Yesterday when I tried to follow up on the status of the digitisation project, I was amused by the fact that very few people were in the office at Transmedia, supposedly running with the digitisation cross over. This painted a picture of students scurrying around to prepare for a test they knew about 9 years ago but still weren’t ready for.
Well, the test has finally arrived and as most people are already aware of, Zimbabwe has missed the ITU digital migration deadline. It’s what most of us expected really.
This isn’t the first digital migration deadline to be missed. SADC set its own deadline of 2013, by which time the SADC block was supposed to have complied with the ITU requirements. We missed that one first and were supposed to be ready for this ITU deadline by today.
The funny thing is that these regulations were agreed to way back in 2006 and here we thought we could do a last minute crunch and complete it in six months.
To be fair, Zimbabwe isn’t the only country that’s missed the deadline. South Africa and Nigeria, the two largest economies in Africa also missed the same deadline. The ITU, on the other hand, has stressed that it will not be moving the deadline to accommodate the slow movers.
The signs were clear really. Firstly at least 3 million set-top boxes were going to be needed to connect households. With no talk of who could have been selling these and no tenders announced in the same manner ZBC shouts about licencing, one could easily assume the worst.
The issue around the securing of the right sort of content for digital broadcast hasn’t been fully wrapped up also. If that had been the case, we wouldn’t have heard the last of it, with constant reminders of awesome programme lineups.

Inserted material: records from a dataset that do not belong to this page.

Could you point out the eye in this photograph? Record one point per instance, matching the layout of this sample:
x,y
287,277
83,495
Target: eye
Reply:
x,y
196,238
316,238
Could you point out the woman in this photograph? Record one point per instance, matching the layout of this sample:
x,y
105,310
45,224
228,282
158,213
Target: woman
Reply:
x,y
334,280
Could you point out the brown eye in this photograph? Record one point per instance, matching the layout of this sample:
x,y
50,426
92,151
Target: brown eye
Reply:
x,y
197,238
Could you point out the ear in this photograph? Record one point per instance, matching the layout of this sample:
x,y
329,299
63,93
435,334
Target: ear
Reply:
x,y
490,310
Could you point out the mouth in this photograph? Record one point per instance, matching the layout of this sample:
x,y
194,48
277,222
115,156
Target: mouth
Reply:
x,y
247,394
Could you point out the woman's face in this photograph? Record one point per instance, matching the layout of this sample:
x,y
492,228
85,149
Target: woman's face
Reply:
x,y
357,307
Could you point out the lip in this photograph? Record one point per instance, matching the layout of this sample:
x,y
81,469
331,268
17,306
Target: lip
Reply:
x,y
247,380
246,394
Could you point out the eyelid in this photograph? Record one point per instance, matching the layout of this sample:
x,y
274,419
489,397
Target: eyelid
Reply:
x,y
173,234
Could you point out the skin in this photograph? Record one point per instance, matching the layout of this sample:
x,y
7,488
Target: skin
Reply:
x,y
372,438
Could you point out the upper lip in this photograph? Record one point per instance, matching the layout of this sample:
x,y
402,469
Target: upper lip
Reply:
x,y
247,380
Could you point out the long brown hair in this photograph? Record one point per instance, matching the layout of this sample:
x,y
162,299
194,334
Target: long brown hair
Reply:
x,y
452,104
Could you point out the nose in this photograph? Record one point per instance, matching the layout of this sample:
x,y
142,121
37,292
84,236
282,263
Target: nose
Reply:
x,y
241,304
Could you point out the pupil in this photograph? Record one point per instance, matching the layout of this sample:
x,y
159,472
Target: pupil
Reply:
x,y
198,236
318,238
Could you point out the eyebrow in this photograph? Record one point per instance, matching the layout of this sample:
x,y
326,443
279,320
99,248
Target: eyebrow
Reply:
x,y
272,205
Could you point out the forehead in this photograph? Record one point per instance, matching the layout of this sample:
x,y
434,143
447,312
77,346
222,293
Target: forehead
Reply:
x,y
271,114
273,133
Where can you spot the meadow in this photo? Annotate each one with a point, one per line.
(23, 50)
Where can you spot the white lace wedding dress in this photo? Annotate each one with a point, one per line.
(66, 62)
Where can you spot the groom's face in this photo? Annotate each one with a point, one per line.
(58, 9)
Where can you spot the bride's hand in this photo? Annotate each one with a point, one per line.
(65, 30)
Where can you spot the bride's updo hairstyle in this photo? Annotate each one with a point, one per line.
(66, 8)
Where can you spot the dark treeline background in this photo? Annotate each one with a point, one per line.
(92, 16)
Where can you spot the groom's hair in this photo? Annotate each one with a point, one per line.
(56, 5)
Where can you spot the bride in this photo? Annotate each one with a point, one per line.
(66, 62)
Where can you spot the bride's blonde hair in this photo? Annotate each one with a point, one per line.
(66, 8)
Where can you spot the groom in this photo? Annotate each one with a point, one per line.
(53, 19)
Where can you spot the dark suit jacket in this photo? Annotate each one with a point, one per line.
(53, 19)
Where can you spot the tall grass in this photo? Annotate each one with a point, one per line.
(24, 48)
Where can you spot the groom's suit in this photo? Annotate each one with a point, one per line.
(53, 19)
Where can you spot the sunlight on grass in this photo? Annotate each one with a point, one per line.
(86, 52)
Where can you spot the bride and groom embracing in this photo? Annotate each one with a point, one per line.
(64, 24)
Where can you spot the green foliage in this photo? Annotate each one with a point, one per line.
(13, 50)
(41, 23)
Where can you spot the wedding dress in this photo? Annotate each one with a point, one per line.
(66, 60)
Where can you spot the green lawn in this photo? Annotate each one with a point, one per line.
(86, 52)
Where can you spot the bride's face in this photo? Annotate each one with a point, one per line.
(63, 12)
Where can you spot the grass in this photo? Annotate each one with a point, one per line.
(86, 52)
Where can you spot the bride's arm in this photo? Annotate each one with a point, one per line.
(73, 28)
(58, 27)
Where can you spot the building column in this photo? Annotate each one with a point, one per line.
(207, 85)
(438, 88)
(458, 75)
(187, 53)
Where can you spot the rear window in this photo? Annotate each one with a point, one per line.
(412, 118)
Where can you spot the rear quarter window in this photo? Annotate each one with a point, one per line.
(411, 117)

Struggles with the finances, the usual scapegoat for project delays wasn’t the factor this time. While the 2014 budget allocation for Information, Media and Broadcasting Services was a mere $5,5 million against a required $173 million, the funds required for migration were secured earlier this year.
Still, this didn’t prevent some mention of challenges with dollars in this deadline failure. It’s been reported by The Herald that the CEO of the Broadcasting Authority of Zimbabwe, Obert Muganyura, has said that sanctions affected the wiring of money to equipment suppliers.
So we missed a deadline, what does that change anyway?
What does this failure mean anyway? Zimbabwe will only start receiving digital signals in November according to Obert Maganyura, we get that. But what are the implications for everyone?
Firstly, it means that ZBC television viewers will not be switched off or interrupted from their normal viewing schedule as there is no need for the set-top box, well not just yet.
Secondly it means ZBC viewers will be stuck with the same 2 channels that they have been watching all along. The 8 channels provisionally spoken about for the initial stage of digitization will not be available just yet, nor will PayTV, Mobile TV, Web TV or the interactive services currently available on DStv for example. Basically, it’s the same Dead-BC that we are accustomed to.
At a more international level, it means that these countries that have failed to migrate have wavered their right to protection from signal interference. This means Zimbabwe may find it very difficult find ground to shut out problematic offshore radio stations like Studio 7 not accredited to broadcast in Zimbabwe.
What does this mean for SADC? One of the challenges of analogue terrestrial broadcast is that it crosses state borders, a situation that allows one country the ability to broadcast into and interfere with another’s sovereign space and broadcast signals.
The indications at SADC level are that Botswana, Lesotho, Swaziland, Mozambique, Namibia, Zimbabwe and South Africa were finalising agreements to control and minimise the threat of signal interference across borders as a provisional measure.